She also showed us the racks of used bourbon barrels where some of the rum is aged for 3 years. Hanging on the near corner of the racks is one of the barrel lids. Its charring is key to the development of the taste and color of the Select aged rum:
We finished up our tour at the distillery lab, where we learned some of the technical aspects of distilling. It was also the spot where the distillery proudly displays a local artist's depiction of the cultural history surrounding rum distilling in the bayous of Louisiana. Gabby pointed out that the painting even depicts, in the upper right hand corner, Lorrain Bridge, a wooden bridge of unique construction that is listed on the National Register of Historic Places:
Just before we moved on to the climax of our tour, we spotted the distillery's cute little alligator mascot standing quietly next to the painting, and he seemed a bit lonely and forgotten, so we crouched down to have a selfy with the friendly little fellow:
But enough about us. Now about the rum. On we walked to the tasting room, where we had a chance to taste each of the types of rum made by the distillery. Kathy, Randy and Mouse could barely contain their excitement, anticipating the smooth taste of the rum. Merlene and Dan seem to be adopting a more studied approach to their tasting:
Below, the rest of our group also seemed fully absorbed in their tasting:
All of the styles of rum were delicious. We preferred the Select and Spiced rums. The white rum, while smooth and tasty, didn't have nearly as much flavor, in our view. Satsuma was just too sweet for our palate. So we made a hard choice, bought some Spiced rum for ourselves, and bought some of the Silver white rum as the base for a fruit slushy we would share with the entire RV group at happy hour today.

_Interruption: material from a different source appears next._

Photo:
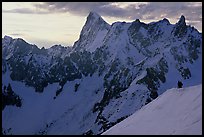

Gabby's comment about Lorrain Bridge piqued our interest, so we stopped at Lorrain Park on our way back from the distillery. The bridge sits in a scenic position on a bayou, here behind a striking cypress tree that has been decorated in memory of some local dear departed:
Here is a clearer view of the bridge:
Betty, knowing that most of us are old, retired persons not from her area and might need help finding a decent place for lunch, made reservations for us at the Regatta LA Seafood and Steakhouse in Port Arthur, which was on our way back to Abbeville. The restaurant is perched picturesquely on Lake Arthur and, as an added bonus, served us delicious local cuisine. David enjoyed his duck and andouille sausage gumbo, and Kathy went ecstatic over her crawfish etouffe.
After lunch, we stole a few minutes to walk along the waterfront of Port Arthur, admiring the cypress trees growing in the shallows of the lake:
Back in our Jeep, driving home, we talked about our experience. While it was nominally just eating and drinking at commercial retail establishments, we had learned a great deal about the sugar cane industry that is the backbone of this area, and the rum and other (legal or otherwise) distilling businesses that grew as an adjunct to the production of sugar and molasses. Not only that, we continued our exploration of Cajun cuisine, and David was able to add yet another gumbo to his record of "a restaurant every day, a gumbo at every restaurant."